Primary non-adherence can be common with statin use, Ballantyne said, whereas statin use during the first year can influence both health care cost and hospitalizations. A number of interventions can influence statin adherence, including patient copays and out-of-pocket costs.

“There are some things that can be done by pharmacy — automatic prescription refills, getting all your prescriptions refilled on the same day, can be done to improve adherence on the pharmacy level,” Ballantyne said. Low-tech interventions, like pill boxes, can also make a difference, he said.

“When you have about six or seven medications, people need these types of things,” he said. “We’re fortunate to have [BP] and lipid medications that are generic but, if you don’t take them, you don’t get much benefit.”

New lipid-management therapies are also expensive, and both patients and providers often get lost in the maze of the drug-coverage process, Ballantyne said.

“How do you get through the (drug) denial process?” he said. “The issue that comes up, is it takes a lot of push.”
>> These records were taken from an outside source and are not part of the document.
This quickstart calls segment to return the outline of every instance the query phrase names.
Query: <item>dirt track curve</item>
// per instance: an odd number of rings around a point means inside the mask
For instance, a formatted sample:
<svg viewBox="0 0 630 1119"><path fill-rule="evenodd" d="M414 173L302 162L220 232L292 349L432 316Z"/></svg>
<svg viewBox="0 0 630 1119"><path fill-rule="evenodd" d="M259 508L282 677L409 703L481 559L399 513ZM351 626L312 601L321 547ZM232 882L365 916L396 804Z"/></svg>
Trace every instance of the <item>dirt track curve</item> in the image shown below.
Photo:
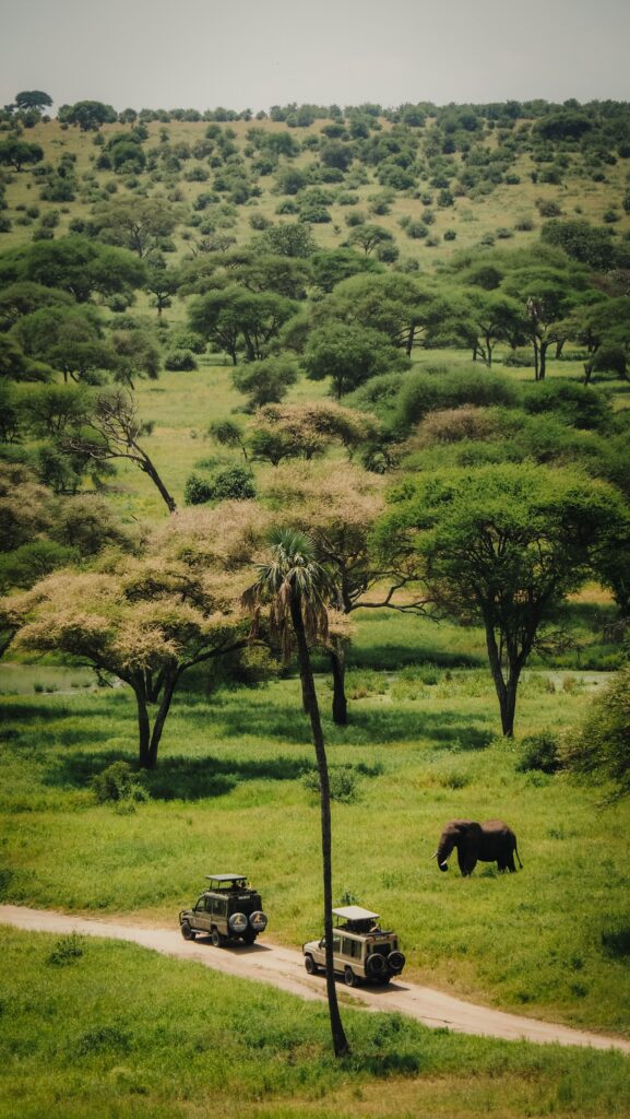
<svg viewBox="0 0 630 1119"><path fill-rule="evenodd" d="M209 940L182 940L179 929L143 928L115 921L100 921L55 913L49 910L30 910L17 905L0 905L0 924L10 924L31 932L77 932L90 937L129 940L143 948L150 948L166 956L177 956L195 960L224 975L242 979L267 982L300 998L322 999L326 997L321 977L308 976L304 971L302 953L290 948L279 948L261 941L252 947L241 944L229 949L213 948ZM340 988L342 990L342 988ZM558 1045L587 1045L593 1049L621 1050L630 1053L630 1041L605 1037L601 1034L571 1029L568 1026L539 1022L535 1018L505 1014L485 1006L464 1003L451 995L419 987L398 979L387 987L355 987L348 998L355 1005L369 1010L397 1010L425 1026L508 1041L555 1042Z"/></svg>

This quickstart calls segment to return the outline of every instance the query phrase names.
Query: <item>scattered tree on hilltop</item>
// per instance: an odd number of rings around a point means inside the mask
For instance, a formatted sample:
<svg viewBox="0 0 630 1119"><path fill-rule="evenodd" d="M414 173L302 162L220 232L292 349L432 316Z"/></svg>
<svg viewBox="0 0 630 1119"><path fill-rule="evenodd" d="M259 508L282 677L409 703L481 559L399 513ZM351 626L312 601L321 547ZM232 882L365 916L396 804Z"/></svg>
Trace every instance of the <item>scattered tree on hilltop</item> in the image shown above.
<svg viewBox="0 0 630 1119"><path fill-rule="evenodd" d="M62 651L132 688L139 763L154 769L176 689L188 669L244 648L241 595L260 547L263 513L247 502L180 514L142 558L104 572L49 575L0 603L0 630L22 649Z"/></svg>
<svg viewBox="0 0 630 1119"><path fill-rule="evenodd" d="M376 539L415 554L429 596L462 624L480 621L504 734L520 674L563 598L623 546L628 510L602 482L538 467L442 471L392 496Z"/></svg>

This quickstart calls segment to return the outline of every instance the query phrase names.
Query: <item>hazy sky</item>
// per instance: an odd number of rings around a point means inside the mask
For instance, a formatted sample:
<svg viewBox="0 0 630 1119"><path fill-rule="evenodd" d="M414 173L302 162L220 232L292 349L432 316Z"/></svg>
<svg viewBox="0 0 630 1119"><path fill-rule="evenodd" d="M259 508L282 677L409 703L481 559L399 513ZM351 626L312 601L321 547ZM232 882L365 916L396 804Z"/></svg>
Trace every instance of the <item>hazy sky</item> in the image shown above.
<svg viewBox="0 0 630 1119"><path fill-rule="evenodd" d="M630 100L630 0L0 0L0 103Z"/></svg>

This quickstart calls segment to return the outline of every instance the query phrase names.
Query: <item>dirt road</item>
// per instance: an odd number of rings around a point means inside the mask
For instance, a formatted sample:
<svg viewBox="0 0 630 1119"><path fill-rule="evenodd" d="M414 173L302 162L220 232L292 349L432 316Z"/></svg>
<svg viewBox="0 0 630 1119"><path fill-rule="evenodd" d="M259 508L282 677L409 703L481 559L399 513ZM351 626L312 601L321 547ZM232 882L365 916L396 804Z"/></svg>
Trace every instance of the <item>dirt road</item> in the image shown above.
<svg viewBox="0 0 630 1119"><path fill-rule="evenodd" d="M182 940L177 928L142 928L131 923L69 916L17 905L0 905L0 924L10 924L34 932L58 934L77 932L90 937L129 940L166 956L195 960L225 975L271 984L300 998L322 999L326 996L323 978L307 975L301 952L290 948L279 948L266 940L252 947L239 944L228 949L213 948L205 938L195 941ZM593 1049L615 1049L630 1053L630 1041L620 1037L604 1037L601 1034L553 1025L551 1022L538 1022L517 1014L504 1014L502 1010L474 1006L431 987L419 987L403 979L387 987L355 987L351 994L350 991L346 994L340 987L340 994L352 1005L361 1005L369 1010L397 1010L416 1018L425 1026L448 1026L449 1029L459 1033L504 1037L508 1041L590 1045Z"/></svg>

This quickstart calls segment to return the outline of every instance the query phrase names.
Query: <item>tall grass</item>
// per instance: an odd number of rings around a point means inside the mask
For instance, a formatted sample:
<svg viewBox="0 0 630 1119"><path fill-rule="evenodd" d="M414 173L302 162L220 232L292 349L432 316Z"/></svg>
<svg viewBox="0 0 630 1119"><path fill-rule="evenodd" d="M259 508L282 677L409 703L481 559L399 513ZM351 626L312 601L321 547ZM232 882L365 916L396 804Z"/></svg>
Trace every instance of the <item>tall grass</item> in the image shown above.
<svg viewBox="0 0 630 1119"><path fill-rule="evenodd" d="M566 690L560 674L526 678L521 736L571 733L600 686L572 678ZM628 806L600 809L563 773L519 772L519 740L497 736L485 670L433 665L369 680L380 686L358 688L345 728L322 692L329 760L350 768L356 793L333 806L336 895L351 893L396 927L410 978L627 1031L627 958L605 946L627 922ZM150 800L124 814L92 791L113 761L135 762L124 690L1 702L7 901L175 924L204 874L236 867L260 886L273 940L317 933L319 825L297 680L180 695L147 779ZM440 874L431 855L452 817L506 819L523 872L480 864L462 880L453 864Z"/></svg>
<svg viewBox="0 0 630 1119"><path fill-rule="evenodd" d="M2 930L0 1116L222 1113L621 1117L628 1059L430 1031L323 1004L132 944ZM69 950L72 947L72 951Z"/></svg>

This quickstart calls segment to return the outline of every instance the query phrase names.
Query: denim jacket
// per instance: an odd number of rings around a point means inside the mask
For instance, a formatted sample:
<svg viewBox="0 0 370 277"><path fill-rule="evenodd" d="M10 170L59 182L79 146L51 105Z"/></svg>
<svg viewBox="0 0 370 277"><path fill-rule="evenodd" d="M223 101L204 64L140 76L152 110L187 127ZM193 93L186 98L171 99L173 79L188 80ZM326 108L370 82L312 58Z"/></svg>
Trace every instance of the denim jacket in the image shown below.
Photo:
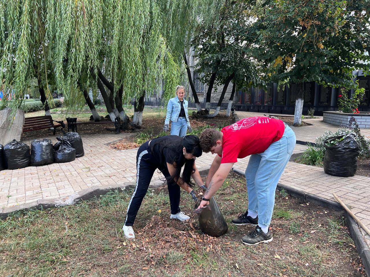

In the first 6 months after PCSK9 inhibitors became available, patients who made an initial attempt to fill the prescription were rejected at a rate of 88.3%, Ballantyne said. Among Medicare recipients, the rejection rate was 75.4%. More consistent criteria from payers, along with checklists, algorithms and sharing of best practices can reduce wasted time and avoid frustration among health care providers and patients in the approval/denial process, he said.

“The challenge is to help simplify this, and come up with more uniform standards to make it easier for people to understand that the right patient uses the right drug at the right time,” Ballantyne said. – by Regina Schaffer

Reference:

Ballantyne CM. Lipid-Modifying Therapies 2016: Opportunities and Challenges. Presented at: Cardiometabolic Health Congress; Oct. 5-8, 2016; Boston.

Disclosure: Ballantyne reports receiving grant or research support or consultant fees from Abbott Diagnostic, Amarin, Amgen, Astra Zeneca, Eli Lilly, Esperion, Genzyme, ISIS, Matinas BioPharma Inc., Merck, Novartis, Pfizer, Otsuka, Regeneron, Roche Diagnostic, Sanofi, and Takeda.